PageRank has to be one of the most successful algorithms ever. I’m wary of stretching the implicit web definition until it breaks, but it shares a lot of similarities with the algorithms we need to use.
Unintended information. It processes data for a radically different purpose than the content’s creators had in mind. Links were meant to simply be a way of referencing related material, nobody thought of them as indicators of authority. This is the definition of implicit data for me, it’s the information that you get from reading between the lines of the explicit content.

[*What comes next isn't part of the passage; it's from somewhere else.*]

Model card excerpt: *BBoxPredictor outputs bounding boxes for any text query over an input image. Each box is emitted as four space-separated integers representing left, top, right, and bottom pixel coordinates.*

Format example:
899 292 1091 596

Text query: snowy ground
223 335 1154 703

Completely automatic. No manual intervention means it can scale up to massive sets of data without having a corresponding increase in the numbers of users or employees you need. This means that its easy to be comprehensive, covering everything.
Hard to fake. When someone links to another page, they’re putting a small part of their reputation on the line. If the reader is disappointed in the destination, their opinion of the referrer drops, and this natural cost keeps the measure correlated with authority. This makes the measure very robust against manipulation.
Unreliable. PageRank is only a very crude measure of authority, and I’d imagine that a human-based system would come up with different rankings for a lot of sites.
As a contrast, consider the recipe behind a social site like Digg that aim to rank content in order of interest.
Explicit information. Every Digg vote is done in the knowledge that it will be used to rank stories on the site.
Human-driven. It relies completely on users rating the content.
Easy to fake. The voting itself is simple to game, so account creation and other measures are required to weed out bad players.
Reliable. The stories at the top of its rankings are generally ones a lot of people have found interesting, it seems good at avoiding boring content, though of course there’s plenty that doesn’t match my tastes.
A lot of work seems to be fixated on reliability, but this is short-sighted. Most implicit data algorithms can only ever produce a partial match between the output and the quality you’re trying to measure. Where they shine is their comprehensiveness and robustness. PageRank shows you can design your system around fuzzy reliability and reap the benefits of fully automatic and unfakeable measures.